John Bennet è un bambino degli anni ’80 che vive nel classico sobborgo middle class americano. E’ Natale e lui è solo, strambo, insomma avete capito… uno come tanti di noi Infine riceve in regalo un orsacchiotto tanto morbidoso quanto dalla faccia simpatica di nome Ted. Come in tutte le favole che si rispettino, il piccolo esprime il desiderio di avere un amico per la pelle che sia come Ted, o meglio che Ted prenda vita, parli, non solo per dire “ti voglio bene”, ma per divenire il suo compagno di giochi. Presto fatto, tempo di una notte e il desiderio si avvera. Ma è solo l’inizio! Ted in un batter d’occhio diviene un fenomeno, una celebrità richiestissima dai vari talk show che popolano il tubo catodico e… le stranezze non finiscono qui.

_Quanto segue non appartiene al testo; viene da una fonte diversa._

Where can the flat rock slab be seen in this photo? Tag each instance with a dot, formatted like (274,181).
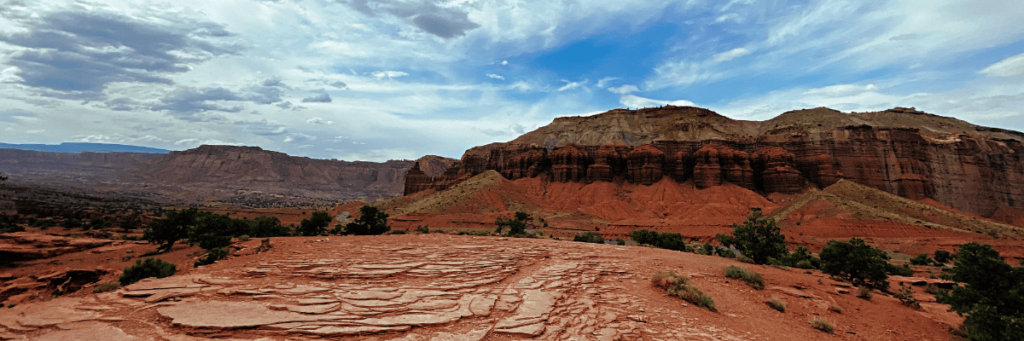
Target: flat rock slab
(228,314)
(91,331)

Quello che si apre come un film natalizio per famiglie, molto made in USA, si trasforma presto in una commedia politicamente scorretta, sboccata, che fa spallucce e inanella una serie crescente di battute volgarotte, quasi per ricordarci che il papà di questa pellicola è il medesimo dei Griffin (cartoni scorrettissimi in onda da anni sulla TV americana). Ma torniamo a Ted, che nel mentre è diventato “adulto”, ma è ancora il compagno di scorribande di John, insieme esplorano il sentiero del proibito (un po’ di erba per tirarsi su prima di andare al lavoro, una bigiata pomeridiana con scuse quasi grottesche, un party pieno di ragazze facili ed altre simili bravate) facendo scorrere in modo divertente e divertito la vita del peluche Ted ma non quella di John che nel mentre si è fatto uomo, è nel pieno dei suoi trent’anni, sta perdendo le occasioni, non costruisce nulla e soprattutto la cui splendida fidanzata sta per mollarlo definitivamente.

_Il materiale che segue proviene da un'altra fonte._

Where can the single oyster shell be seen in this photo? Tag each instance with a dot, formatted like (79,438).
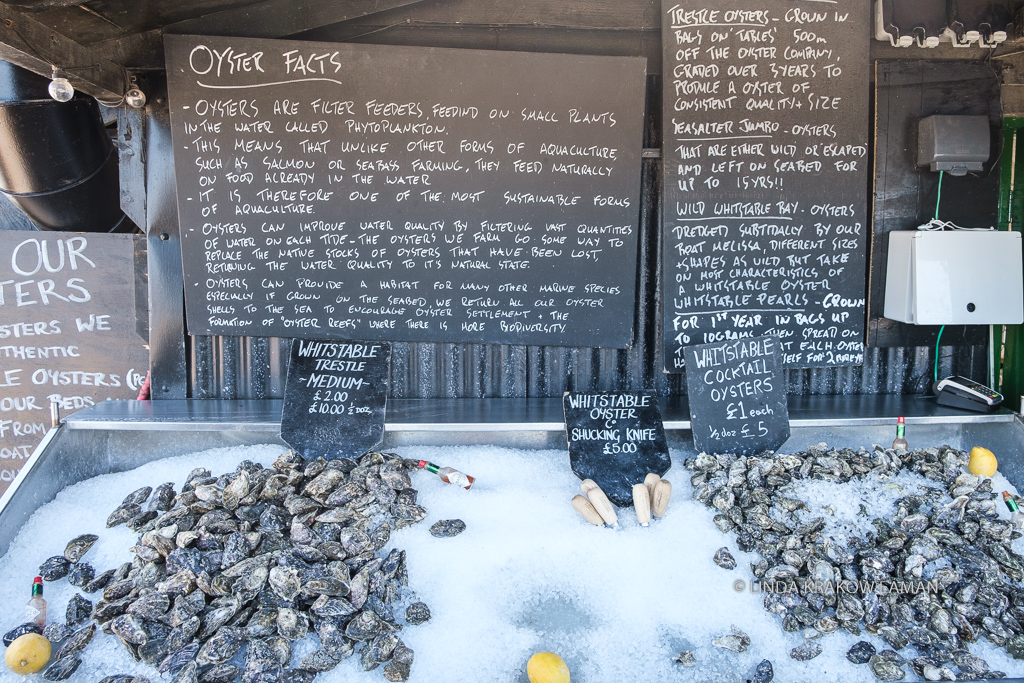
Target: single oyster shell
(221,646)
(100,582)
(885,670)
(79,546)
(292,624)
(724,559)
(861,652)
(318,662)
(365,626)
(763,673)
(76,642)
(129,629)
(737,641)
(54,568)
(221,673)
(401,662)
(61,668)
(448,528)
(80,574)
(686,658)
(19,631)
(808,650)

Quindi… un casino dopo l’altro e l’ aut aut arriva prontamente, la coppia scoppia e, dato che la sfortuna ci vede sempre benissimo, ci si mette pure lo psicopatico di turno (un esilarante Giovanni Ribisi), disposto a tutto pur di soddisfare le voglie del proprio figlio viziato, che se la prende con Ted. Il dramma entra così nel vivo. Come si conclude questo minestrone di sentimenti? Con un perfetto lieto fine per famigliole felici, il cerchio si chiude nello stesso modo in cui si era aperto. Quindi, ricapitolando, una commedia che prima scivola nella risata sboccata poi passa a quella amara e grazie ad un po’ di azione e buonismo ci accompagna all’epilogo. Mmm… tutto ciò era davvero voluto oppure qualcuno non sapeva decidersi? Paura che la commedia venisse surclassata? Voglia di esplorare il mondo del riso amaro nobilitando una partenza un po’ così?

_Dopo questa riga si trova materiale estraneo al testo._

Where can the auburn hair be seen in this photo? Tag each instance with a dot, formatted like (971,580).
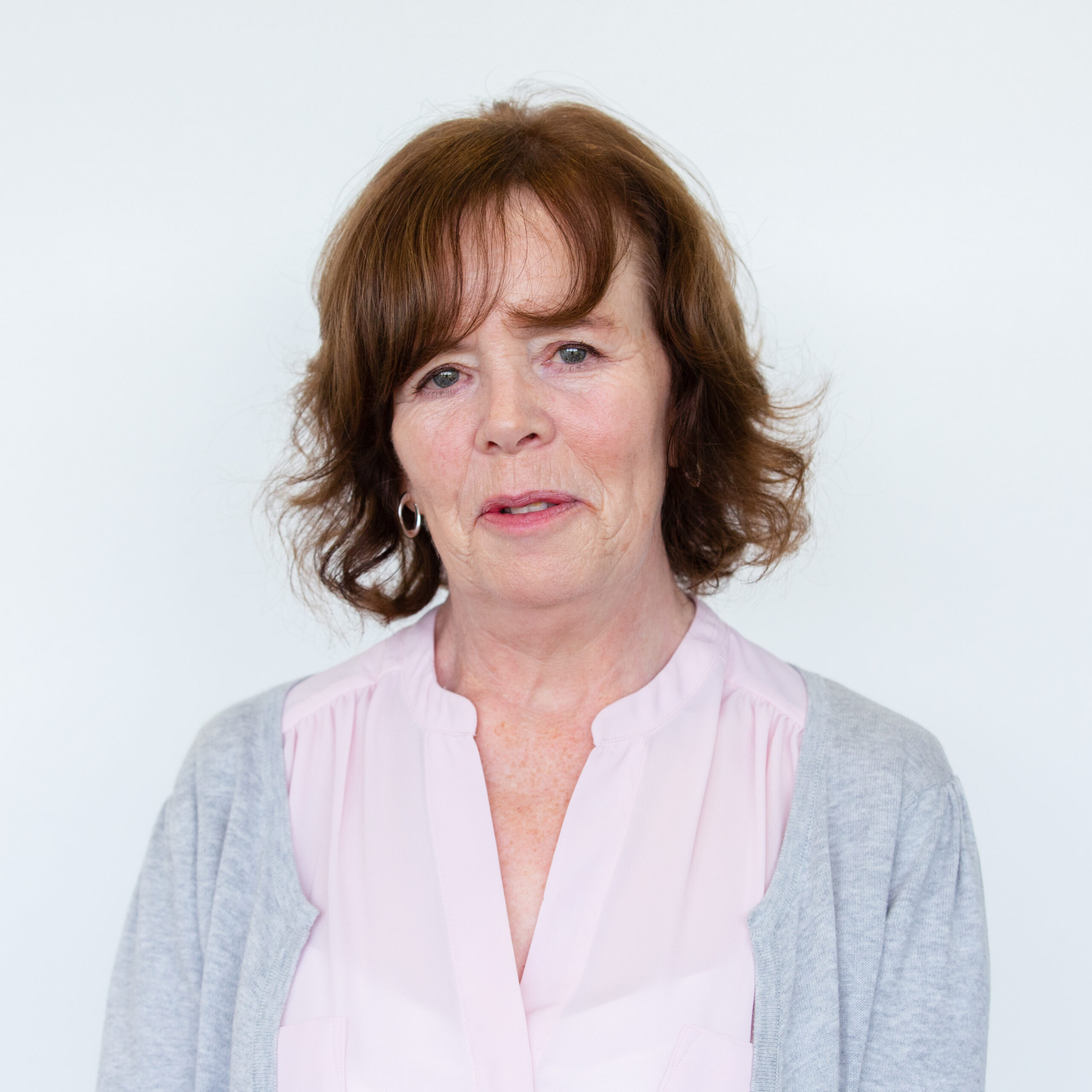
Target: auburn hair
(390,294)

Qualunque fosse l’intenzione dell’autore, questo tentennamento provoca molta perplessità in noialtri al di qua dello schermo e non bastano la recitazione davvero convincente di Mark Wahlberg, con la sua faccia da eterno bravo ragazzo un po’ impacciato, e il bel musino furbetto di Mila Kunis per farci dimenticare l’odore dei Griffin, di Mr Beaver, velatamente di Young Adult e di molto altro. Voto 6- per rispetto nei confronti di un attore (Mark Whalberg, appunto) abituato ad un genere differente, che ha recitato per lo più da solo su un divano.